We captured 3 hantavirus rodent hosts in Otamendi Natural Reserve, Argentina, during 2007–2012. Hantavirus antibodies were found only in Akodon azarae grass mice, mainly in males and old animals. Higher abundance of this species was associated with warm and rainy weather and high water levels, which peaked after a strong El Niño event.

Hantavirus pulmonary syndrome is an emerging infectious disease caused by New World hantaviruses (family Hantaviridae) and transmitted by rodents of the family Cricetidae (1). In Argentina, 7 native rodent species have been identified as hantavirus reservoirs (2). Three of these species (Oligoryzomys flavescens [yellow pigmy rice rat], host of Lechiguanas virus; O. nigripes [black-footed pigmy rice rat], host of Juquitiba virus; and Akodon azarae [grass mouse], host of Pergamino virus) are present in east-central Argentina. A. azarae mice have not been associated with cases of hantavirus pulmonary syndrome (2). The purpose of this long-term study was to identify factors affecting hantavirus infection and reservoir abundance.

The Study

We conducted a study in 6 habitats in the Otamendi Natural Reserve (34°10′S, 58°48′W); (Technical Appendix) in Buenos Aires, Argentina, an area with low anthropogenic and no rodenticide pressures. Rodents were live-trapped during September 2007–December 2012. During December 2011–December 2012, for logistic and security reasons, trapping was concentrated in lowlands, salty grasslands, and highlands containing Ligustrum spp. Traps were baited with a mixture of peanut butter, fat, and rolled oats, placed every 10 m on permanent grids or transects, depending on the shape of each habitat, and set for 3 consecutive nights.

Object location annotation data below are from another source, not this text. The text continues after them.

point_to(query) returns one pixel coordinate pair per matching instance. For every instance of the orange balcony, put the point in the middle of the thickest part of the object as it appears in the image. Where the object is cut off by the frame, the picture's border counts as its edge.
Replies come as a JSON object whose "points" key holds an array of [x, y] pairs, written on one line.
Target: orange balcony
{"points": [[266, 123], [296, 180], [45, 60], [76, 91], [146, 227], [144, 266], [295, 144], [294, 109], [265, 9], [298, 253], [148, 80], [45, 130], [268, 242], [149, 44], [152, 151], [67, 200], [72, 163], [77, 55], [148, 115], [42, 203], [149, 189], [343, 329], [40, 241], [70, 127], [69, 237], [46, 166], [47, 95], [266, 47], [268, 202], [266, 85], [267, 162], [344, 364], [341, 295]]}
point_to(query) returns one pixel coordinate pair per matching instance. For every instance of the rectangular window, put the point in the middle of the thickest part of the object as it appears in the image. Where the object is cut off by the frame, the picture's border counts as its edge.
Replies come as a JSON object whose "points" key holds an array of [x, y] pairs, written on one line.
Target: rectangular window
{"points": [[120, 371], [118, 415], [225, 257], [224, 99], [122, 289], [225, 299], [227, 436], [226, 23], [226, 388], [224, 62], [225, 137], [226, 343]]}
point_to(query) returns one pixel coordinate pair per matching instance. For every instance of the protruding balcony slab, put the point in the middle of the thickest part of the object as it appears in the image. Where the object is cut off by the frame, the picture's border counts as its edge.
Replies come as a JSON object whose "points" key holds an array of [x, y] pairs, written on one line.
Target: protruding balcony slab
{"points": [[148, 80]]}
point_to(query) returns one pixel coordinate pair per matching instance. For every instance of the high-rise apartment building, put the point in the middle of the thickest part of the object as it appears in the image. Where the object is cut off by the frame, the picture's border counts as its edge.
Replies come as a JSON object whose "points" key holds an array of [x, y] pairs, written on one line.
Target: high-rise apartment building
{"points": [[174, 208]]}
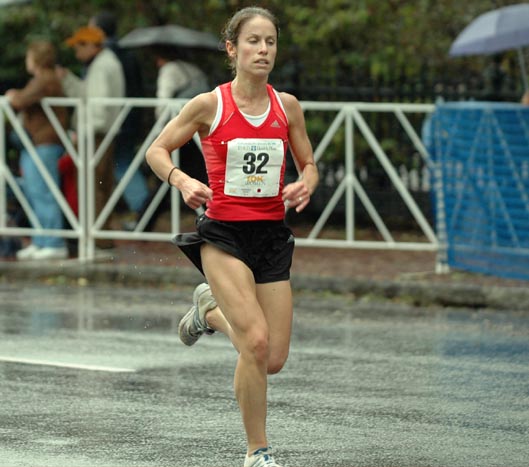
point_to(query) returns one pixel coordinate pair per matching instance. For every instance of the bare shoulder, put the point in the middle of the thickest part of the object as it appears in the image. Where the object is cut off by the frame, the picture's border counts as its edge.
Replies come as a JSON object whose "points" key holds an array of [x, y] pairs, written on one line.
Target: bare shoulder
{"points": [[292, 106], [201, 108], [204, 102]]}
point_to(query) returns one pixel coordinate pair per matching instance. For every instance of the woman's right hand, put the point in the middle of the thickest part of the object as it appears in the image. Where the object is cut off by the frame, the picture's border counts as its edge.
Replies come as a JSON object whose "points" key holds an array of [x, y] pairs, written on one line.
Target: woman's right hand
{"points": [[195, 193]]}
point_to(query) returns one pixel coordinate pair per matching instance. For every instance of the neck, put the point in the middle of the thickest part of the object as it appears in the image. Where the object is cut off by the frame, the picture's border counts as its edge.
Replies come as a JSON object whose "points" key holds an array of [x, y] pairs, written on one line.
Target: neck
{"points": [[249, 89]]}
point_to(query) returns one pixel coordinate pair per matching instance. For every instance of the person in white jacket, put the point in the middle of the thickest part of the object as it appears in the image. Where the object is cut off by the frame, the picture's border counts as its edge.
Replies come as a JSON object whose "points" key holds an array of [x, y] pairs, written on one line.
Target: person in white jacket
{"points": [[104, 78]]}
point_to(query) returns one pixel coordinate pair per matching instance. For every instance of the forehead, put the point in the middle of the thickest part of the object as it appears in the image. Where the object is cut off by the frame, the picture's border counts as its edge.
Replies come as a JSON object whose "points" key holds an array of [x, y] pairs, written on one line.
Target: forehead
{"points": [[259, 25]]}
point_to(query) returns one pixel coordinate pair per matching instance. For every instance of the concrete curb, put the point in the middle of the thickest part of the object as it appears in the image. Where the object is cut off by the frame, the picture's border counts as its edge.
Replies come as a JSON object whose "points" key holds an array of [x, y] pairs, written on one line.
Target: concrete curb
{"points": [[419, 293]]}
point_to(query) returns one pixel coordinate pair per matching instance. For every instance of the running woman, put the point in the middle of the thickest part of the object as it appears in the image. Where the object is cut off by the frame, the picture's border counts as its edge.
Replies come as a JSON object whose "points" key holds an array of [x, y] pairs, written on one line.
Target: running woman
{"points": [[242, 244]]}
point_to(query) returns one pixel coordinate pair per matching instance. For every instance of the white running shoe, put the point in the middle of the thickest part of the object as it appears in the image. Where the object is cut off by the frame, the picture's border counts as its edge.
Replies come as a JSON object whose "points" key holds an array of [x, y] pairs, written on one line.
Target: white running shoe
{"points": [[51, 253], [261, 458], [27, 253], [194, 324]]}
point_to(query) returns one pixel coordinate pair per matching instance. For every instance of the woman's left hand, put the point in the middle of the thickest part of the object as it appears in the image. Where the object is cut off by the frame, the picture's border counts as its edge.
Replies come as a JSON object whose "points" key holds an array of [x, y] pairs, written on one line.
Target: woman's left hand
{"points": [[296, 195]]}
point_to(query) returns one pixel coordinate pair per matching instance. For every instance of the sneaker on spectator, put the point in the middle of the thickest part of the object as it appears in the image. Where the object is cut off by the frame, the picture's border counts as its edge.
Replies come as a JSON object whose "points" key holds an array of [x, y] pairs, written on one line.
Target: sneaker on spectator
{"points": [[51, 253], [27, 253], [194, 324], [261, 458]]}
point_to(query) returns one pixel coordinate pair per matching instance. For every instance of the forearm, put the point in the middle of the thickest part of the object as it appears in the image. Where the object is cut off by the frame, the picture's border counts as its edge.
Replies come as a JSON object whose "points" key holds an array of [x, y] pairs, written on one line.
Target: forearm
{"points": [[310, 176]]}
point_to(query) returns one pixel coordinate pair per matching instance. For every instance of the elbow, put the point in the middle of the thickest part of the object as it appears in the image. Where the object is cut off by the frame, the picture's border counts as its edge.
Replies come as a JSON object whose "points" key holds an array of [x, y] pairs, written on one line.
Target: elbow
{"points": [[149, 156]]}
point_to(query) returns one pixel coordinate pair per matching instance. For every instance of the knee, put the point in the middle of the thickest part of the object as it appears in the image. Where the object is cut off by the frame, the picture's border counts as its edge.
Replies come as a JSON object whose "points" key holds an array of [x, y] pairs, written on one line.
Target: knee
{"points": [[257, 347], [276, 361]]}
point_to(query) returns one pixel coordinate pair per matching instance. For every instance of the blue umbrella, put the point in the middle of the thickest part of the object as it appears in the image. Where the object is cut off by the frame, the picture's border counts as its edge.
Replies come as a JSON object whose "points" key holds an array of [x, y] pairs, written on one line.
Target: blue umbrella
{"points": [[496, 31]]}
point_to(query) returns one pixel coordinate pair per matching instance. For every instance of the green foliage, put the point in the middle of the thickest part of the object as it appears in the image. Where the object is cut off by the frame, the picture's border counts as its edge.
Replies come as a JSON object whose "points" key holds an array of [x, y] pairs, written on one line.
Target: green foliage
{"points": [[370, 39]]}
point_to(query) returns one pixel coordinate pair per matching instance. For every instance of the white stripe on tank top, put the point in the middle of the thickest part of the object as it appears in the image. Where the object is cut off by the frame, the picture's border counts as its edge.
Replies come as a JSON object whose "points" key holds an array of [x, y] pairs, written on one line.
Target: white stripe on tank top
{"points": [[255, 120]]}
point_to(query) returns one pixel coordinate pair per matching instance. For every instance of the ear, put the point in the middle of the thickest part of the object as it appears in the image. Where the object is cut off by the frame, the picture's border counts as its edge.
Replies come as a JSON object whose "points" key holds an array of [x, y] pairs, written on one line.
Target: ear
{"points": [[231, 49]]}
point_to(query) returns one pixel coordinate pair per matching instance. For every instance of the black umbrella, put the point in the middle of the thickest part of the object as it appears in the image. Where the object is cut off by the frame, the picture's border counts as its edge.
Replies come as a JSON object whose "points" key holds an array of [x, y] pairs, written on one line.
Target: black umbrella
{"points": [[12, 2], [170, 35]]}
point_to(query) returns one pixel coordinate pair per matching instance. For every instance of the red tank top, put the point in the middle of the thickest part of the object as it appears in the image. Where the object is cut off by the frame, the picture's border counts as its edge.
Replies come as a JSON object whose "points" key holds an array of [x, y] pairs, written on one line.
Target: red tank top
{"points": [[245, 163]]}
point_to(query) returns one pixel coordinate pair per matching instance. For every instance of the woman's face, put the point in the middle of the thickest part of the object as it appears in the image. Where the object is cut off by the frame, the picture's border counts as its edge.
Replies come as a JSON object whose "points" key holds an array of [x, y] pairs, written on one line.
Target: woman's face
{"points": [[256, 48]]}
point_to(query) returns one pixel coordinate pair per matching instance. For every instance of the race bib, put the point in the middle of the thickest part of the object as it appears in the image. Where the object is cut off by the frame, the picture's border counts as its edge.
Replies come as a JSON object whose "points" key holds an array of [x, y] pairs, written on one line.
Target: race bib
{"points": [[253, 167]]}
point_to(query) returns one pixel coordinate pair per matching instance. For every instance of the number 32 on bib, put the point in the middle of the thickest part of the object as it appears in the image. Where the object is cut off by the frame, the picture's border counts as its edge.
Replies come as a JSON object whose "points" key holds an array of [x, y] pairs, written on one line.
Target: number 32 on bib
{"points": [[253, 167]]}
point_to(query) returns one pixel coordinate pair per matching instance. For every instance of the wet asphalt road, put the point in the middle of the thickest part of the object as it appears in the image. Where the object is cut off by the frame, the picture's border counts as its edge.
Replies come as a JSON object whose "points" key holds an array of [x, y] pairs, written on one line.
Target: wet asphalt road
{"points": [[98, 377]]}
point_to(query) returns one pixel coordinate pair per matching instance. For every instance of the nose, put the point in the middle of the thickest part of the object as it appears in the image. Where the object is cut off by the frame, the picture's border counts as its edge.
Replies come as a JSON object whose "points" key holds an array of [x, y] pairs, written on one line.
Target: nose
{"points": [[264, 47]]}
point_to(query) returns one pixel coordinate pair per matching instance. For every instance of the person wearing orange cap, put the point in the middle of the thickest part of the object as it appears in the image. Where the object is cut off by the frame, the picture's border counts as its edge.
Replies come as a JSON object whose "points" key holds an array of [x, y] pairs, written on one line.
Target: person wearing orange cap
{"points": [[104, 78]]}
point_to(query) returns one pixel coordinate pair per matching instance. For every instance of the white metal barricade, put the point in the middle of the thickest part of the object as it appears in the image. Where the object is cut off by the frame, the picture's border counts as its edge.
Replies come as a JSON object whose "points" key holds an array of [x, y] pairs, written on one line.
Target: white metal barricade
{"points": [[88, 227]]}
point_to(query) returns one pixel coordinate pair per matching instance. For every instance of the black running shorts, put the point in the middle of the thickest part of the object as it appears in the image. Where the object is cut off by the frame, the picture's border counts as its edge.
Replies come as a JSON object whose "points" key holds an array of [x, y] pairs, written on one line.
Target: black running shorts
{"points": [[266, 247]]}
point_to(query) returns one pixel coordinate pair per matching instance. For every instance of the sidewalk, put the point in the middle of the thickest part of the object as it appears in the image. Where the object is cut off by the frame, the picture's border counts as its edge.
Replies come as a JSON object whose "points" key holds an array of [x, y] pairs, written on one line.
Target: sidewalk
{"points": [[368, 274]]}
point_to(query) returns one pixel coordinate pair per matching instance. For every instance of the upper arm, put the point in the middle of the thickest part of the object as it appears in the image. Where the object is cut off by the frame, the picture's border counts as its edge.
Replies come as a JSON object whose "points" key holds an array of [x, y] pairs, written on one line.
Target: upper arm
{"points": [[300, 145], [196, 115]]}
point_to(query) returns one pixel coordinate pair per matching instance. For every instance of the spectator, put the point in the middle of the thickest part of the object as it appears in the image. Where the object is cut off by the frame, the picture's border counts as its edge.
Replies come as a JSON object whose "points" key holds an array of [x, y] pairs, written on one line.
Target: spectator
{"points": [[104, 78], [136, 192], [177, 77], [525, 98], [40, 62]]}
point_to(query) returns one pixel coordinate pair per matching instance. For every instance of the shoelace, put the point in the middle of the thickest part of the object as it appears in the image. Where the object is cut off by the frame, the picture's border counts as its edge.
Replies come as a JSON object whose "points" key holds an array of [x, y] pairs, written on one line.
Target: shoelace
{"points": [[264, 458]]}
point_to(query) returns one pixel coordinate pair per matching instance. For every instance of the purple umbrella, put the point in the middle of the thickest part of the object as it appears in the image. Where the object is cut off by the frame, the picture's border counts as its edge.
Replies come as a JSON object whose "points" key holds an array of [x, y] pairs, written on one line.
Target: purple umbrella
{"points": [[496, 31]]}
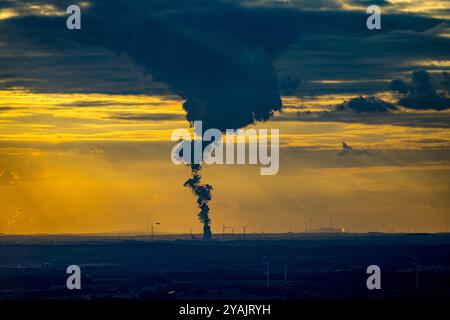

We ear-tagged each captured rodent; identified its species, breeding status, body length (an indicator of age) and body mass; and obtained a blood sample from a cut on the tip of the tail to test for hantavirus antibody (3). Rodents were released at point of capture. We calculated trap success (number of captured rodents/number of trap-nights), species richness, abundance ratio (TSi/TStotal), the Shannon-Weaver Diversity Index, and hantavirus antibody prevalence by species, habitat, and trap session. We calculated body condition as weight divided by the cube of body length.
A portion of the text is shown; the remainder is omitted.